Стараясь вырваться, стараясь разжать его руки своими руками, я отпустил трубочку. Шурка же выдернул майку из моих трусов — трубочка выпала и покатилась по земле.
Я бросился за ней, но Шурка отбросил меня в сторону. Я грохнулся о землю, пропахав ее коленками и руками.
— Отдай, от-да-а-ай! — Сквозь слезы я видел, как Шурка, озверев, царапает ее большим гвоздем, надеясь доцарапаться до золота.
— Водопроводное золото, обыкновенная железяка, — подвел итог распаленный Шурка. Он держал трубочку на отлете, соображая, куда бы забросить ее.
— Не бросай, — умолял я, — она же играет. Понимаешь?
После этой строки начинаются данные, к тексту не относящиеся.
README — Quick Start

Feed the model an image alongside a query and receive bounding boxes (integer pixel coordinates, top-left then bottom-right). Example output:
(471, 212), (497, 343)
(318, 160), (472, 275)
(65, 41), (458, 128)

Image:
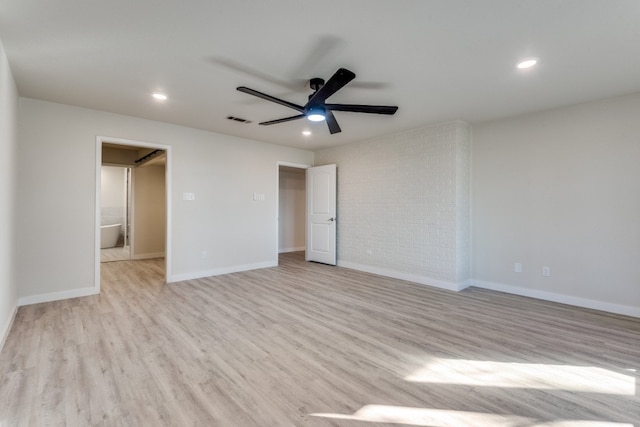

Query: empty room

(0, 0), (640, 427)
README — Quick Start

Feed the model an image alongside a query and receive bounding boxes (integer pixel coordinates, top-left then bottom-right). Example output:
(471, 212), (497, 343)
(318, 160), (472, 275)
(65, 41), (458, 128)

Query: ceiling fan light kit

(307, 107), (327, 122)
(237, 68), (398, 134)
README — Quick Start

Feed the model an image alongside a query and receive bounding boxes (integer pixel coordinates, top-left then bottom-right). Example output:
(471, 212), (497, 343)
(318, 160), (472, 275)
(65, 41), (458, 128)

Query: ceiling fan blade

(236, 86), (304, 113)
(324, 104), (398, 114)
(305, 68), (356, 109)
(325, 111), (342, 135)
(258, 114), (306, 126)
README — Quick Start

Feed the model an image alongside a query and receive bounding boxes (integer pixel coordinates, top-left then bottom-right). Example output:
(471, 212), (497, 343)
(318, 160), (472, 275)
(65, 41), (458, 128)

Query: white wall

(15, 98), (313, 303)
(315, 121), (470, 290)
(472, 94), (640, 316)
(132, 165), (166, 259)
(100, 166), (127, 242)
(0, 38), (18, 349)
(278, 167), (307, 252)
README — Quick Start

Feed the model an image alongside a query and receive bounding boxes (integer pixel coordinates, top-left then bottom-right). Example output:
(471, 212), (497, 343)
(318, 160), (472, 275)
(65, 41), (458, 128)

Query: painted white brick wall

(315, 121), (470, 284)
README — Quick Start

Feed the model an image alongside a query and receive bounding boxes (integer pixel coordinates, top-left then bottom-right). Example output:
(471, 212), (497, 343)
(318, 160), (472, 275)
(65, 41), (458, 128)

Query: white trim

(131, 252), (165, 260)
(275, 160), (311, 265)
(18, 286), (100, 307)
(167, 261), (278, 283)
(279, 246), (305, 254)
(0, 305), (18, 351)
(95, 136), (173, 298)
(338, 260), (471, 292)
(471, 279), (640, 317)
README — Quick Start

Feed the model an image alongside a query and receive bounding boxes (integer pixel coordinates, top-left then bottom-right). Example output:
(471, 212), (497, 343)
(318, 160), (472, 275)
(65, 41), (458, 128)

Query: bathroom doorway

(100, 166), (132, 262)
(95, 137), (171, 290)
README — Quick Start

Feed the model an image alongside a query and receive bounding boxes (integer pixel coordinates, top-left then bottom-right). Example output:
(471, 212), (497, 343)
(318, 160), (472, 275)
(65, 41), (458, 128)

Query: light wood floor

(100, 246), (131, 262)
(0, 253), (640, 427)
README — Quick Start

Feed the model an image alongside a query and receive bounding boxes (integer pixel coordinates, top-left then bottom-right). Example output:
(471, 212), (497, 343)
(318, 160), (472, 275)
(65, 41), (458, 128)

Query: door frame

(275, 161), (312, 265)
(94, 136), (173, 294)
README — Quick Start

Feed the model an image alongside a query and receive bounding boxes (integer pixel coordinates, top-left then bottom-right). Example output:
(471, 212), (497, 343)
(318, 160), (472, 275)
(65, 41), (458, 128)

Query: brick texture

(315, 121), (470, 283)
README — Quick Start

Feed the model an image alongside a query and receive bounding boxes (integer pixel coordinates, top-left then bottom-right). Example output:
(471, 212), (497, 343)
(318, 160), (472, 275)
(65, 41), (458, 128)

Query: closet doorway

(278, 163), (309, 260)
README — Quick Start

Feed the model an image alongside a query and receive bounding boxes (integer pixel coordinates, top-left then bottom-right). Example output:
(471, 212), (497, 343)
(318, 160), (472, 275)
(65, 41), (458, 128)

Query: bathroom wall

(0, 41), (18, 349)
(100, 166), (127, 241)
(278, 166), (307, 253)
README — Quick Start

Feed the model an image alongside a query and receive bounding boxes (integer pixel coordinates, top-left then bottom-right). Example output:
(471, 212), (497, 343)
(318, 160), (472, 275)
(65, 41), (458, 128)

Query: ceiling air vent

(227, 116), (251, 123)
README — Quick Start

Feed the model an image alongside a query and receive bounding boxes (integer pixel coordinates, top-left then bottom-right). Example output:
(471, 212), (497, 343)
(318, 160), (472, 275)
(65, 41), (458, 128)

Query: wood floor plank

(0, 253), (640, 427)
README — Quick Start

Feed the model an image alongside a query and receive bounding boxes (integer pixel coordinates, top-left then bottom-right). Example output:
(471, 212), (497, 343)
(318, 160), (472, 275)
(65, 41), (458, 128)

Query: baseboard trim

(0, 305), (18, 351)
(169, 261), (278, 283)
(278, 246), (306, 254)
(471, 280), (640, 317)
(338, 261), (471, 292)
(18, 286), (100, 307)
(131, 252), (164, 260)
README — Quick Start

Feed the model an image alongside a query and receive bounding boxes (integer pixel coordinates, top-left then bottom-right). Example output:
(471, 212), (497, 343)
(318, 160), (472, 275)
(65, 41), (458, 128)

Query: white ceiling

(0, 0), (640, 149)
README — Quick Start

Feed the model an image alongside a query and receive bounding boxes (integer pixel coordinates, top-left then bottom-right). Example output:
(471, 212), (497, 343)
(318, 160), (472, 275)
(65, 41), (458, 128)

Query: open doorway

(278, 163), (309, 264)
(95, 137), (171, 291)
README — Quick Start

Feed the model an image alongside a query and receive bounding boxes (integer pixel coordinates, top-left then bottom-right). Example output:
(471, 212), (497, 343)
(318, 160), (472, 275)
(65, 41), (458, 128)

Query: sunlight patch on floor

(310, 405), (633, 427)
(405, 359), (636, 396)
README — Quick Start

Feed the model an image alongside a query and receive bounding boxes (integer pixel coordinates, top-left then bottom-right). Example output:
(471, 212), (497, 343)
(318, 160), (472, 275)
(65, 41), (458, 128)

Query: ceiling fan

(237, 68), (398, 134)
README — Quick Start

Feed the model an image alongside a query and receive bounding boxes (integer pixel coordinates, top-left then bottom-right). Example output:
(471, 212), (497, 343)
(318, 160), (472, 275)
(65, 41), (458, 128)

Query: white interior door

(305, 165), (336, 265)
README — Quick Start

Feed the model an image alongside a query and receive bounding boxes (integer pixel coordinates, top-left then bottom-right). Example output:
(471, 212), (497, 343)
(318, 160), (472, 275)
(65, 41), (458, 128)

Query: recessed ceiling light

(516, 58), (538, 70)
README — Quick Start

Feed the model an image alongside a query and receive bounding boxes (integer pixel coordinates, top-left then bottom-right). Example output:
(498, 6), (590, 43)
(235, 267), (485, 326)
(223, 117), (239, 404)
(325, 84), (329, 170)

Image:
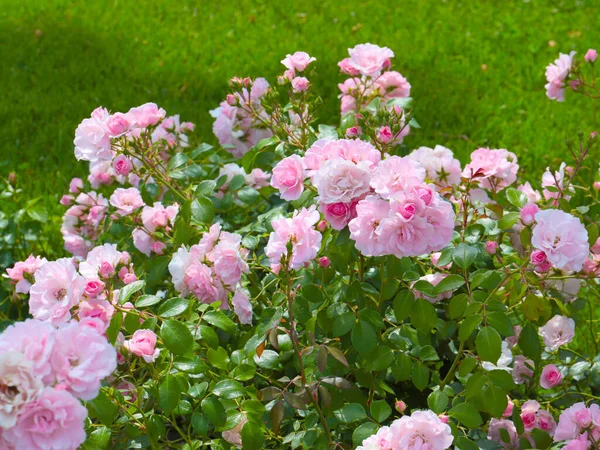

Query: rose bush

(0, 44), (600, 450)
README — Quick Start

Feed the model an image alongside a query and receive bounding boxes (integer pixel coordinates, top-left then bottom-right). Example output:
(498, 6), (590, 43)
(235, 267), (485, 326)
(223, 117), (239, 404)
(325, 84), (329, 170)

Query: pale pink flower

(3, 387), (87, 450)
(531, 209), (589, 272)
(390, 410), (454, 450)
(463, 148), (519, 192)
(113, 155), (133, 176)
(371, 156), (426, 198)
(127, 103), (167, 128)
(487, 418), (519, 449)
(231, 289), (252, 325)
(584, 48), (598, 63)
(6, 255), (48, 294)
(29, 258), (85, 325)
(73, 107), (113, 161)
(0, 351), (44, 428)
(348, 195), (390, 256)
(312, 158), (371, 203)
(540, 364), (562, 389)
(540, 315), (575, 350)
(123, 330), (160, 363)
(517, 181), (542, 203)
(348, 44), (394, 77)
(292, 77), (310, 93)
(265, 206), (322, 271)
(512, 355), (534, 384)
(271, 155), (306, 201)
(544, 52), (575, 102)
(281, 52), (317, 72)
(519, 203), (540, 225)
(408, 145), (462, 187)
(50, 321), (117, 400)
(109, 188), (144, 216)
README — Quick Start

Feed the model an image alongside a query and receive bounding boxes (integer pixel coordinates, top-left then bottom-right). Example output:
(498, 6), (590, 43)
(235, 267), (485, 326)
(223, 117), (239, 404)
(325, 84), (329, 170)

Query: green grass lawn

(0, 0), (600, 197)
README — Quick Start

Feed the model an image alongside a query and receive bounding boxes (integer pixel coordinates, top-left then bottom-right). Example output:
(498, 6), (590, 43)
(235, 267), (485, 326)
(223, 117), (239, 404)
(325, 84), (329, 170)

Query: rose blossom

(281, 52), (317, 72)
(540, 315), (575, 350)
(123, 330), (160, 363)
(6, 255), (48, 294)
(29, 258), (85, 325)
(544, 52), (575, 102)
(3, 387), (87, 450)
(50, 321), (117, 400)
(110, 188), (144, 216)
(271, 155), (306, 201)
(540, 364), (562, 389)
(0, 351), (43, 428)
(231, 289), (252, 325)
(531, 209), (589, 272)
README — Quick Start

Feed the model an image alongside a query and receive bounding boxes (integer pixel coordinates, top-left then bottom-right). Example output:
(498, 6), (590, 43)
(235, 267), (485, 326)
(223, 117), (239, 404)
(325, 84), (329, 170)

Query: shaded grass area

(0, 0), (600, 197)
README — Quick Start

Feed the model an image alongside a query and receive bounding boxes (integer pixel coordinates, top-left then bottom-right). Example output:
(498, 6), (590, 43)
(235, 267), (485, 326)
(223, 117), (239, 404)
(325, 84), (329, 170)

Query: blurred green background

(0, 0), (600, 197)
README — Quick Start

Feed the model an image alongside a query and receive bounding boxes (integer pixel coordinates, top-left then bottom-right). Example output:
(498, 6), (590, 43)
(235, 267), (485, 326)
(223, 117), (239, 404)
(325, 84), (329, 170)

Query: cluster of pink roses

(210, 78), (272, 158)
(356, 410), (454, 450)
(0, 318), (117, 450)
(169, 224), (252, 324)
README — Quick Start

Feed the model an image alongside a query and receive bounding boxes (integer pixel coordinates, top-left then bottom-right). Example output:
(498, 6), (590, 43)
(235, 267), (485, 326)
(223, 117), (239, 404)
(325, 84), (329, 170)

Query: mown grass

(0, 0), (600, 199)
— И это мы тоже проверим, — сказал Шурка, отводя мои руки. — Исполняется соло на водопроводной трубе! — воскликнул он, поднес трубочку к губам и дунул…
С первого раза у него не получилось. Не получилось и со второго. Он дунул еще раз и еще — трубочка молчала.
— Дай мне, — просил я. — Ну дай же!
— Обойдемся без сопливых, — хрипел он, отплевываясь, дул снова, дул изо всех сил, дул выпучив глаза, дул стервенея, теряя человеческий облик. Он дул. Лицо его распухло от натуги и превратилось в маску, в огромный красный противогаз. Всасывая воздух, как насос, он дул и дул, но трубочка молчала. Наконец, громко чмокнув, Шурка отклеил трубочку от губ, пытаясь отдышаться, и с ненавистью уставился на меня, намереваясь запустить трубочкой мне прямо в лоб.
— Обыкновенная железяка! — злобно шипел он. — Ты врешь! Ты обманул меня! А за это знаешь, что бывает? Знаешь?.. Смотри! — Он размахнулся и закинул трубочку на крышу сарая.
Не чувствуя боли от содранной кожи на локтях и коленях, размазывая по лицу грязь и слезы, я бросился на крышу и, захлебываясь от обиды, обшарил ее вдоль и поперек.
Шурки уже не было поблизости, он проносился в отдалении.
Я спрыгнул на землю, подозревая, что трубочка могла скатиться вниз с покатой крыши, и обыскал замусоренную, заросшую сорной травой территорию вокруг сарая.
Я искал дотемна, но трубочки не было. Она исчезла бесследно.

Пытаясь мысленно вновь и вновь воспроизвести полет трубочки, я вдруг подумал, что она не упала на крышу сарая, что она вообще никуда не падала. Я как бы вспомнил и впоследствии уверил себя: трубочка, подброшенная Шуркой в небо, достигнув высшей точки, замерла на миг, сверкнула на солнце и с легким звоном рассыпалась в пыль.